会場からは、費用対効果をどのように評価すべきかという質問がありましたが、プロトキン教授は「単純に数学的な尺度だけでは、決められない」ということを答えておられました。
僕は「各国が、国民や医師へのワクチン教育を具体的にどのように行なっているか」を質問したかったのですが、時間の都合で質問できず残念でした。


国民へのわかりやすい正しい情報提供はもちろん必要ですが、現場で患者や保護者から受けるワクチンについての質問に適格に答え、助言すべきプライマリ・ケア医にこそ、もっと多くの教育が必要ではないかと思いました。
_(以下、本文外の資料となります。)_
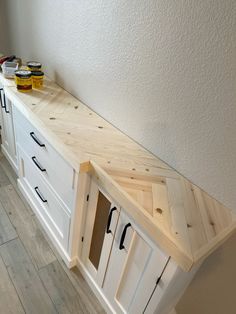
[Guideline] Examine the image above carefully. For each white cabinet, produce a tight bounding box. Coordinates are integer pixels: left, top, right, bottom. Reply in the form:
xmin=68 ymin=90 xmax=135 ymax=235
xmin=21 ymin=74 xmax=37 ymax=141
xmin=0 ymin=88 xmax=17 ymax=172
xmin=9 ymin=105 xmax=77 ymax=267
xmin=82 ymin=180 xmax=169 ymax=314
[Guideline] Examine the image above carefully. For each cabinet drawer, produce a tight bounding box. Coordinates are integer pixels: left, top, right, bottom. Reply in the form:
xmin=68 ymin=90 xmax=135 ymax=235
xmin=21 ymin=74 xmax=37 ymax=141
xmin=14 ymin=110 xmax=75 ymax=212
xmin=17 ymin=146 xmax=70 ymax=250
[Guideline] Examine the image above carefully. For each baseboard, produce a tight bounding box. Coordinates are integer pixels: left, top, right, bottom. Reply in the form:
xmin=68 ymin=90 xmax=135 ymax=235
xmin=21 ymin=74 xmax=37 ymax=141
xmin=17 ymin=179 xmax=77 ymax=268
xmin=77 ymin=258 xmax=116 ymax=314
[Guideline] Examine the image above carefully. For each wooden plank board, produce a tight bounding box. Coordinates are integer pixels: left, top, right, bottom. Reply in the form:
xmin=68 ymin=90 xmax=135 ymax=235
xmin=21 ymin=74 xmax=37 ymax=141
xmin=0 ymin=185 xmax=56 ymax=268
xmin=152 ymin=183 xmax=171 ymax=232
xmin=0 ymin=75 xmax=235 ymax=270
xmin=166 ymin=178 xmax=192 ymax=256
xmin=0 ymin=239 xmax=56 ymax=314
xmin=181 ymin=179 xmax=208 ymax=253
xmin=0 ymin=257 xmax=25 ymax=314
xmin=0 ymin=199 xmax=17 ymax=245
xmin=39 ymin=261 xmax=90 ymax=314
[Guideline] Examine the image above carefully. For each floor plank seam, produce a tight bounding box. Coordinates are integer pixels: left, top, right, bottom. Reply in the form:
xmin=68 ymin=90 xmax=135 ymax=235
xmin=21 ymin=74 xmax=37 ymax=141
xmin=0 ymin=245 xmax=26 ymax=314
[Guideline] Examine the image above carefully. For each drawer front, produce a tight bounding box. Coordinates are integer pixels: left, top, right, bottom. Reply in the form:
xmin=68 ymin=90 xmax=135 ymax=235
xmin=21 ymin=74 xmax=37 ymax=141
xmin=17 ymin=146 xmax=70 ymax=250
xmin=14 ymin=106 xmax=75 ymax=212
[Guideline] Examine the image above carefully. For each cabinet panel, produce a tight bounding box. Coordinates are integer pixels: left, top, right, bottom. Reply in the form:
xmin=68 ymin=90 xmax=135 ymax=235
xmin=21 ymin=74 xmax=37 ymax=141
xmin=89 ymin=191 xmax=111 ymax=269
xmin=103 ymin=211 xmax=168 ymax=314
xmin=82 ymin=180 xmax=120 ymax=286
xmin=14 ymin=108 xmax=75 ymax=212
xmin=0 ymin=90 xmax=17 ymax=171
xmin=18 ymin=146 xmax=70 ymax=250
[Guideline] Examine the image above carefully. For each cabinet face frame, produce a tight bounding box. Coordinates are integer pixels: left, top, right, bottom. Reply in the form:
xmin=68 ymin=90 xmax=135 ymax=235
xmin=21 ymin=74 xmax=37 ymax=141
xmin=82 ymin=179 xmax=120 ymax=287
xmin=103 ymin=209 xmax=169 ymax=314
xmin=0 ymin=91 xmax=17 ymax=171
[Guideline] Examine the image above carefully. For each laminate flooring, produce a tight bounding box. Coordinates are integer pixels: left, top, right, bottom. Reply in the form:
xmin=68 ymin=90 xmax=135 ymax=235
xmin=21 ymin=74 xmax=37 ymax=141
xmin=0 ymin=152 xmax=105 ymax=314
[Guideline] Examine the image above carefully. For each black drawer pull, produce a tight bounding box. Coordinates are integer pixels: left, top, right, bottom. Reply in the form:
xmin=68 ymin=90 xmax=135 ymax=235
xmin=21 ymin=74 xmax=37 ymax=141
xmin=32 ymin=156 xmax=46 ymax=172
xmin=119 ymin=223 xmax=131 ymax=250
xmin=34 ymin=186 xmax=47 ymax=203
xmin=107 ymin=207 xmax=117 ymax=233
xmin=30 ymin=132 xmax=45 ymax=147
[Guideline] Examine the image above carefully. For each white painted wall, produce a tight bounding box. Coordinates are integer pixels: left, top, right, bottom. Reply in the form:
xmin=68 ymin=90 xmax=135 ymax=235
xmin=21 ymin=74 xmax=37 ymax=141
xmin=1 ymin=0 xmax=236 ymax=209
xmin=0 ymin=0 xmax=9 ymax=54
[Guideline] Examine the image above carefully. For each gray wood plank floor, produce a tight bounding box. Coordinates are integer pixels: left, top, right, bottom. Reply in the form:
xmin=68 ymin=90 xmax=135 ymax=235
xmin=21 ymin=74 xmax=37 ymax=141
xmin=0 ymin=153 xmax=105 ymax=314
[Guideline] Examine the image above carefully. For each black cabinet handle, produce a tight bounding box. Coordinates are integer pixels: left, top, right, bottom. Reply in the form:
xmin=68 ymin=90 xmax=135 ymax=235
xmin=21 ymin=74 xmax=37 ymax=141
xmin=34 ymin=186 xmax=47 ymax=203
xmin=32 ymin=156 xmax=46 ymax=172
xmin=107 ymin=207 xmax=117 ymax=233
xmin=119 ymin=223 xmax=131 ymax=250
xmin=30 ymin=132 xmax=45 ymax=147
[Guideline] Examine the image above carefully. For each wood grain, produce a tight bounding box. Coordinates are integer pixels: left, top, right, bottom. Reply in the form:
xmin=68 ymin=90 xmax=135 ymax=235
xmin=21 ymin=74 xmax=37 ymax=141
xmin=0 ymin=257 xmax=25 ymax=314
xmin=39 ymin=261 xmax=90 ymax=314
xmin=0 ymin=239 xmax=56 ymax=314
xmin=0 ymin=75 xmax=236 ymax=270
xmin=0 ymin=185 xmax=56 ymax=268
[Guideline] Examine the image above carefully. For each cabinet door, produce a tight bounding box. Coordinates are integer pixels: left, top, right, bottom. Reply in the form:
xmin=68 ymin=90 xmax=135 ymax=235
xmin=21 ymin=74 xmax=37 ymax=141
xmin=1 ymin=91 xmax=17 ymax=170
xmin=82 ymin=180 xmax=119 ymax=286
xmin=103 ymin=211 xmax=168 ymax=314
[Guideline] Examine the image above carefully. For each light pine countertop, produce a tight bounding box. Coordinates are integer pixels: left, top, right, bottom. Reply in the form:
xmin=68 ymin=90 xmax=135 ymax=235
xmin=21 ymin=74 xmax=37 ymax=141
xmin=0 ymin=74 xmax=236 ymax=271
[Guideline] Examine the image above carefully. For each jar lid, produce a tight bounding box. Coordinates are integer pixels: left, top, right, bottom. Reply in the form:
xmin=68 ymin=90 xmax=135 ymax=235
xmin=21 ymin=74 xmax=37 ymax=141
xmin=15 ymin=70 xmax=31 ymax=78
xmin=31 ymin=71 xmax=44 ymax=76
xmin=27 ymin=61 xmax=42 ymax=69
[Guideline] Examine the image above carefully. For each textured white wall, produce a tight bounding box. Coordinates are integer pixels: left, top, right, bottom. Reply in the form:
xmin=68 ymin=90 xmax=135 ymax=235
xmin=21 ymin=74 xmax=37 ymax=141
xmin=0 ymin=0 xmax=9 ymax=54
xmin=1 ymin=0 xmax=236 ymax=209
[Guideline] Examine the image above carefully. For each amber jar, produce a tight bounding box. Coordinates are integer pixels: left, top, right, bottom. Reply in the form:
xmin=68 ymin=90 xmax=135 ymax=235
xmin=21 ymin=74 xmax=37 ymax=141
xmin=31 ymin=71 xmax=44 ymax=89
xmin=15 ymin=70 xmax=32 ymax=92
xmin=27 ymin=61 xmax=42 ymax=71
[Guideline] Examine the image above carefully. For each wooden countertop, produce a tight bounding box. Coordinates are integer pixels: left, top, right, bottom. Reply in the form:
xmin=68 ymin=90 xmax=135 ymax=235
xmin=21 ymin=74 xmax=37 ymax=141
xmin=0 ymin=75 xmax=236 ymax=271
今回の講演者である高畑さんには、今年の7月2日にある第2回日本プライマリ・ケア連合学会学術大会でのシンポジウム(『わが国のワクチン行政とプライマリ・ケア医の役割を考える』、当講座が企画)にもシンポジストとして参加していただくため、その打ち合わせを兼ねて一緒に一杯ひっかけました(笑)

そのときに小児希少難病である「ムコ多糖症」の支援ネットワーク『ムコネットTwinkle Days』を運営されている中井さんを紹介していただきました。
ムコ多糖症やドラッグラグ問題、新生児マススクリーニング普及などの活動をされています。当ブログでもリンクさせていただこうと思います。

また、高畑さんは最近 +Action for Children」という団体も立ち上げられました。

高畑さんや中井さんのような医療者ではない方々も自ら行動を起こされています。

わが国のワクチン行政は少しずつ良くなってきていますが、世界標準にはまだまだです。
僕ら医療者は目の前の患者さんだけでなく、予防医療や医療政策などに対する広い視点も同時に持ち続け、そして行動することがもっと必要だと思います。